Others, including activist Gary Virginia, who served as a grand marshal last year, say that the organization’s credibility is at stake. “If Pride’s leadership is going to screw up something like this,” he says, “how can we expect them to manage a two-day celebration that draws a million people?” Virginia and others also worry about damage to SF Pride’s image and future fundraising.
Indeed, the Manning debacle couldn’t have come at a worse time for SF Pride, a mere four months after the arrival of a new leader who everyone hoped would lift the group’s profile and morale. “It’s just really a disappointment,” says Cain, who was part of the search committee that brought Plante in to work under board president Williams. “What impressed me about Earl was his broader political understanding that LGBT issues go beyond gay marriage and gays in the military and include social equality and economic justice. In short, he sounded like the kind of guy who would never let this happen.”
Although Williams caught the brunt of the early criticism, and her name alone was attached to the press release doubling back on Manning’s appointment, Plante’s role has also left SF Pride supporters scratching their heads. Although the new director reportedly took bereavement leave around the time that the controversy erupted (just before his alleged accident), a source close to Pride says that he was still conducting at least some organizational business.

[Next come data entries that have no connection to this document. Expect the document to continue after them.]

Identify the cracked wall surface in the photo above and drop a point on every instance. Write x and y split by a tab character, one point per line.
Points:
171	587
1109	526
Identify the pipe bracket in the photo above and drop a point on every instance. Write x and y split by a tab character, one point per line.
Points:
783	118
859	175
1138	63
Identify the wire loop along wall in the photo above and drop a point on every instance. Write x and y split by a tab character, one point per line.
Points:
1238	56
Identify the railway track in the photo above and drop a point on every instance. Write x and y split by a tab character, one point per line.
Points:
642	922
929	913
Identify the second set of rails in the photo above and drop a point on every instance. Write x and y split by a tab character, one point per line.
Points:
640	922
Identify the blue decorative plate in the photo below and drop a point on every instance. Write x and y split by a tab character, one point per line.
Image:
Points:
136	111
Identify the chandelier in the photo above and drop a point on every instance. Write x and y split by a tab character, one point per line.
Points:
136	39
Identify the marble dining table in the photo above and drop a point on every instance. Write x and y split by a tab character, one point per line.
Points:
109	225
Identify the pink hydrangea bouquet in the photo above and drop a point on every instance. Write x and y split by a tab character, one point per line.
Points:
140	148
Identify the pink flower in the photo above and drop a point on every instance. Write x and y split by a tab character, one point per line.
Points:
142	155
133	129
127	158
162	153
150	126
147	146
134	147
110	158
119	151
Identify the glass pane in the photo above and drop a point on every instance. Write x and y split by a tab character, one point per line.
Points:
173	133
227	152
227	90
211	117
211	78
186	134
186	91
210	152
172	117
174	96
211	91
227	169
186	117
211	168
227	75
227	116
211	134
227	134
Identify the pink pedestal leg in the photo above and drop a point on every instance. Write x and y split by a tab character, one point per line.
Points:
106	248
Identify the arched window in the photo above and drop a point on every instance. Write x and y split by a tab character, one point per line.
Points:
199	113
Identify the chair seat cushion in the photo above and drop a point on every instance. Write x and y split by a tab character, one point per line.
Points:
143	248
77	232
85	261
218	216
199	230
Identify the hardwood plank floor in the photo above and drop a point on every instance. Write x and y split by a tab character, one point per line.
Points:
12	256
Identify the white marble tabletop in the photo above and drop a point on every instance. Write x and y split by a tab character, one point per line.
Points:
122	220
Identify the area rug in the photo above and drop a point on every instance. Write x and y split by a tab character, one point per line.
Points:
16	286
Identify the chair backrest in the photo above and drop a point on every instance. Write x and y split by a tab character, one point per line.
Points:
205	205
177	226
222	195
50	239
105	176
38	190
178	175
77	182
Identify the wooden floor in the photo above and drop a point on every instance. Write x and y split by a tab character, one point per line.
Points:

In any case, many in the gay community have let it be known that they won’t be happy with anything less than Manning’s reinstatement as a grand marshal, something that Pride’s leaders have now resolutely taken off the table. “It’s incredibly disheartening and shameful,” says Rainey Reitman, cofounder of the Bradley Manning Support Network, which claims to have raised more than $1 million to cover the soldier’s legal defense.
Their frustrations will be voiced at this year’s parade by none other than Daniel Ellsberg, whose leaks of the Pentagon Papers hastened the end of the Vietnam War. The 82-year-old activist has pledged to march in Manning’s honor, and Manning supporters have vowed to wear T-shirts showing solidarity.
It could present yet another embarrassment for the organization: a Pride parade in protest of a Pride parade.